The closed session. We shall clear her . */

if (isset ($HTTP_COOKIE_VARS [session_name ()]))

setcookie (session_name ());


// We draw the form further, it is not interesting.



The given script is and obrabotchikom and the form for data input. At reception of a login and the password he processes them and if they correct, stops job, having sent the user on the necessary page. If the data wrong or in general are absent, draws the form.

/* We kill a variable user that it was impossible, having drawn the form to send the data

In post-search. */


unset ($user);


// The flag " a mistake of session " - if he is switched on, job will be stopped.

$session_error = false;


// If not exists kuki with the identifier of session, to hoist the colours

if (! isset ($HTTP_COOKIE_VARS [session_name ()]))

$session_error = true;


// If exists, we start the mechanism of sessions and it is registered a variable $user.

else {

session_start ();

session_register ("user");


/* If it is casual in a file there is no login and the password, job too stops (" anything

We do not know, we to you of them allowed ") */


if (! isset ($user ["login"]) ||! isset ($user ["pass"]))
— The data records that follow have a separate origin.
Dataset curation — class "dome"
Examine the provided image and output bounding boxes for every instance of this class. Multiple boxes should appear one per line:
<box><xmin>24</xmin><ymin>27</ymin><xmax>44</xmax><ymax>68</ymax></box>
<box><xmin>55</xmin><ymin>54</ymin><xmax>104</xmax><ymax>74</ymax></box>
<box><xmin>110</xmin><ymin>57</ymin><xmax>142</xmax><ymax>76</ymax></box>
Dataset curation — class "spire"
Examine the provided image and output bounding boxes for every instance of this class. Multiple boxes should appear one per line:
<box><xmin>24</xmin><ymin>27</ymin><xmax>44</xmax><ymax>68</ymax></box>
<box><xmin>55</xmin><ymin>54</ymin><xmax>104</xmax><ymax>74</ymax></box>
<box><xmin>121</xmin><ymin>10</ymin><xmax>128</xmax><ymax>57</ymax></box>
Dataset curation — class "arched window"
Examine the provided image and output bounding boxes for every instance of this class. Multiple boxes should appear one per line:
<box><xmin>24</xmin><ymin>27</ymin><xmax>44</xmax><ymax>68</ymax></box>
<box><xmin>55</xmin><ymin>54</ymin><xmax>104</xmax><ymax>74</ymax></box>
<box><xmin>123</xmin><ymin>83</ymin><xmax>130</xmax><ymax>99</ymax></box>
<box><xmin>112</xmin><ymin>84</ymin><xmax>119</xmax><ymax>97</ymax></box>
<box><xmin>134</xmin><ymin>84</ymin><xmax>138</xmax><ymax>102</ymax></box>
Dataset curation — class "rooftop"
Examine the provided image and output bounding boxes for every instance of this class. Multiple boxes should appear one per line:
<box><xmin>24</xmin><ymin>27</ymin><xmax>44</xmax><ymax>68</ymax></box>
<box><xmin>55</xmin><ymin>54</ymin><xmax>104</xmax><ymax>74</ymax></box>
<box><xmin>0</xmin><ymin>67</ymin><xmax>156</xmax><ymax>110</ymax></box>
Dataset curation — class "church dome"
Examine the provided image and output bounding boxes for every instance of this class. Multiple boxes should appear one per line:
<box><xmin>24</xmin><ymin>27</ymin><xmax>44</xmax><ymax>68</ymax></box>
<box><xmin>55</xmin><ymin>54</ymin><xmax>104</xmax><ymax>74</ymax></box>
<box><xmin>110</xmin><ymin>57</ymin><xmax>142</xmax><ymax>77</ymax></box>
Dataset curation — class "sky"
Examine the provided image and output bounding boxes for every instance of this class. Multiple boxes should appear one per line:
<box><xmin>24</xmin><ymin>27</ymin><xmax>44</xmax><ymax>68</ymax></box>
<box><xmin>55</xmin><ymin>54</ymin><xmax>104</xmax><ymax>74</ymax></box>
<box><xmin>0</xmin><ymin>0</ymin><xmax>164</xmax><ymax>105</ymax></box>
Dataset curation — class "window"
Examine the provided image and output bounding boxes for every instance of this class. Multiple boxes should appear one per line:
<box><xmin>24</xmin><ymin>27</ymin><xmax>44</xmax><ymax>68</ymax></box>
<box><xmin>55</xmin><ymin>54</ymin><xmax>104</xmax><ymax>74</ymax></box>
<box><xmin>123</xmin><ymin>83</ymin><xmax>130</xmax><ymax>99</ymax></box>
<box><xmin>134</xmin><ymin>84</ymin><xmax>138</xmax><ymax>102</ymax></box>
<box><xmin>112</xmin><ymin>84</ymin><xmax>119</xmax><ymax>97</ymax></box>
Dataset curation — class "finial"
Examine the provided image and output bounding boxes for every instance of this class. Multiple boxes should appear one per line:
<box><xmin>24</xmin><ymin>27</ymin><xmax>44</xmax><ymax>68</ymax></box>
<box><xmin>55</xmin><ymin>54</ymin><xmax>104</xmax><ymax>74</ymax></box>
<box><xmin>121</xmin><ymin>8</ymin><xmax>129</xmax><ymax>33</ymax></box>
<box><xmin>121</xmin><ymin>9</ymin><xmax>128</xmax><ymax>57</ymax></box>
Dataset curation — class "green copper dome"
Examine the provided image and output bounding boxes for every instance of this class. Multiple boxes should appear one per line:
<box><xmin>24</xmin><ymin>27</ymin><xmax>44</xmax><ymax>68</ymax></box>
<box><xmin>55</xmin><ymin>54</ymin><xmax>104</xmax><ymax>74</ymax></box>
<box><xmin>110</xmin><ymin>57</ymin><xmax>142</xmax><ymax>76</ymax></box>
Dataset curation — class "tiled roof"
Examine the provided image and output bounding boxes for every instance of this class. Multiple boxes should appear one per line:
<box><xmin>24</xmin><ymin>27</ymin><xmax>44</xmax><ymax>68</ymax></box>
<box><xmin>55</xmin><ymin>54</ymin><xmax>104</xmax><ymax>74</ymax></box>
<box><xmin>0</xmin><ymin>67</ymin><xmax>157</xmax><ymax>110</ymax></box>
    $session_error = true;

};


/* If the user till now managed gerojski to avoid mistakes, check is done{made}

Through base the same as and on an input{entrance}. */

if (! $session_error) {

$check_result = mysql_query (" SELECT uid FROM user WHERE

    login = ' {$ user [login]} ' AND pass = ' {$ user [pass]} ' ");


if (mysql_error () || @mysql_num_rows ($user_result)! = 1)

    $session_error = true;

};


// If there was any mistake,

if ($session_error) {


// We destroy the given sessions


session_destroy ();


// We destroy kuku if she was

if (! isset ($HTTP_COOKIE_VARS [session_name ()]))

    setcookie (session_name (), "", / ");


/* We send the user on an input{entrance}, with an opportunity to return on requested */address

header (" Location:/login.php? return = $ REQUEST_URI ");


// We stop job

exit ();

};


mysql_free_result ($check_result);



The user is checked up and in a file $user - all data on him, it is possible to greet, for example, it  by name to a patronymic:

<?

include ("auth.inc");

?> <html>

<head> <title> <? print (" Hello, {$user [fname]} {$user [sname]}! ");?> </title> </head>

<body>

</html>



And an output{exit}:

if (isset ($HTTP_COOKIE_VARS [session_name ()])) {


// Start of the mechanism of sessions

session_start ();


// Removal{Distance} of a file

session_destroy ();


// Removal{Distance} kuki

setcookie (session_name ());

};


// An output{exit} from page

header (" Location:/login.php ");



Pair remarks: a part closed by the password in the given example - all server (for example, service.firm.ru), for closing a directory it is necessary to correct ways. Instead of PHPSESSID it is used session_name () that it was possible to change a name of the identifier freely. By the way, on one physical server it is possible to do{make} different names of identifiers of sessions - enough in the necessary part to put a file .htaccess with a line php_value session.name "ABRACADABRA".